Sensory quality of 'Bing' sweet cherries following preharvest treatment with hydrogen cyanamide, calcium ammonium nitrate, or gibberellic acid


Creative Commons License

Clayton M., Biasi W., Agar I., Southwick S., Mitcham E.

HORTSCIENCE, cilt.41, sa.3, ss.745-748, 2006 (SCI-Expanded) identifier identifier identifier

  • Yayın Türü: Makale / Tam Makale
  • Cilt numarası: 41 Sayı: 3
  • Basım Tarihi: 2006
  • Doi Numarası: 10.21273/hortsci.41.3.745
  • Dergi Adı: HORTSCIENCE
  • Derginin Tarandığı İndeksler: Science Citation Index Expanded (SCI-EXPANDED), Scopus
  • Sayfa Sayıları: ss.745-748
  • Çukurova Üniversitesi Adresli: Hayır

Özet

'Bing' sweet cherry (Prunus avium L.) trees were treated with hydrogen cyanamide (CH2N2) or calcium ammonium nitrate (CaNH4NO3) during dormancy, or gibberellic acid (GA(3)) 26 days before harvest during three consecutive years. Fruit were evaluated at harvest for sensory taste quality using twenty trained panelists sampling for firmness, sweetness, tartness, and cherry flavor. Nondestructive instrumental firmness preceded destructive sensory firmness on the same untreated and GA(3)-treated cherries in one year when used as a supplementary evaluation. Sensory firmness was consistently higher in GA(3) fruit and to a lesser extent in CH2N2 fruit than in CaNH4NO3 and untreated fruit. Instrumental firmness of GA(3) fruit did not increase significantly compared with untreated fruit yet instrumental firmness of each treatment correlated relatively well with perceived sensory firmness. Sensory sweetness and cherry flavor scored very similarly, yet both attributes simultaneously varied between treatments across the years. Perceived sensory tartness of treated fruit was variable among years; yet, on average, was rated among treated and untreated fruit as similar. Under the assumption that elevated sensory firmness, sweetness, and cherry flavor intensity reflects improved sweet cherry quality, GA(3) fruit were rated of higher quality than untreated fruit given their increased firmness and similar or occasionally elevated sweetness and cherry flavor intensity.

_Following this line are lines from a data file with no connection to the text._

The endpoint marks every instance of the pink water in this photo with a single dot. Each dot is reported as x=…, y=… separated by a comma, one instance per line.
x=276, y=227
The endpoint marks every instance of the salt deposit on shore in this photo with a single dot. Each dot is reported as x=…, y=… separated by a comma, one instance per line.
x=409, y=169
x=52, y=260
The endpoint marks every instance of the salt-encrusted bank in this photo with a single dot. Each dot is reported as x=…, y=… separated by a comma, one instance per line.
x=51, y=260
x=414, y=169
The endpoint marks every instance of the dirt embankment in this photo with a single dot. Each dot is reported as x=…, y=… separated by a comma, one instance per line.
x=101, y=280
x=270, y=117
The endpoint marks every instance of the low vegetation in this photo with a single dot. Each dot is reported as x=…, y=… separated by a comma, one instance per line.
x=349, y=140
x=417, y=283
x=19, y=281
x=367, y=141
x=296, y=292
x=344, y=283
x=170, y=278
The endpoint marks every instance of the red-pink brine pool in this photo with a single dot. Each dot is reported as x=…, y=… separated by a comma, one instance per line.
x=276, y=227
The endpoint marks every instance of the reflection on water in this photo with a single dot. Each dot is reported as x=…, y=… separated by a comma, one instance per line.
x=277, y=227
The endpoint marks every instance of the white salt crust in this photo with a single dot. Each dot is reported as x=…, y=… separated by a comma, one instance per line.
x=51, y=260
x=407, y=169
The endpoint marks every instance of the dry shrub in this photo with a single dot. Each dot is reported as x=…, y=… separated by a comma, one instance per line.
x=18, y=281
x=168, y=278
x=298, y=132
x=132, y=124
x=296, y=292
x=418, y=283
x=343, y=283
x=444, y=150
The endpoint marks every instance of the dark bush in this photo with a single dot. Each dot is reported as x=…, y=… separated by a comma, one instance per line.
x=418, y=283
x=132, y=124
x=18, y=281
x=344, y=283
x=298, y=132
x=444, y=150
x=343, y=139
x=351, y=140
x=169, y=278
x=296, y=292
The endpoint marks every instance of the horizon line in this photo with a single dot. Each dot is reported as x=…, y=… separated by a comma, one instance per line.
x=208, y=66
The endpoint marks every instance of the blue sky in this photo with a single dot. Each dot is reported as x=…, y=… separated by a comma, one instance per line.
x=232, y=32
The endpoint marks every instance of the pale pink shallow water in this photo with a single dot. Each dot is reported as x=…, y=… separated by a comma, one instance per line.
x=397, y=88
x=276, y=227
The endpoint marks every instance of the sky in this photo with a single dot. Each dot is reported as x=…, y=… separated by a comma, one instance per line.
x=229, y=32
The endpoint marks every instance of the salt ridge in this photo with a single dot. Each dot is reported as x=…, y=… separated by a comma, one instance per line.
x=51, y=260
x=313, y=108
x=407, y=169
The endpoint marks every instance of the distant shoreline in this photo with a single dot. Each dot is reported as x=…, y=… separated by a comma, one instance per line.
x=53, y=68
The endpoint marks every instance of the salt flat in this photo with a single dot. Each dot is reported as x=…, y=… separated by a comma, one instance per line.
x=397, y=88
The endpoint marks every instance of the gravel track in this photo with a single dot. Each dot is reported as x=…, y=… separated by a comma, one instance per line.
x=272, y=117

CH2N2 fruit maintained quality similar to that of untreated fruit, despite often having marginally higher firmness, due to similar or reduced ratings for sweetness and cherry flavor intensity. Notwithstanding similar firmness between CaNH4NO3 and untreated cherries, sensory quality of CaNH4NO3-treated cherries was reduced due to their often-diminished levels perceived sweetness and cherry flavor.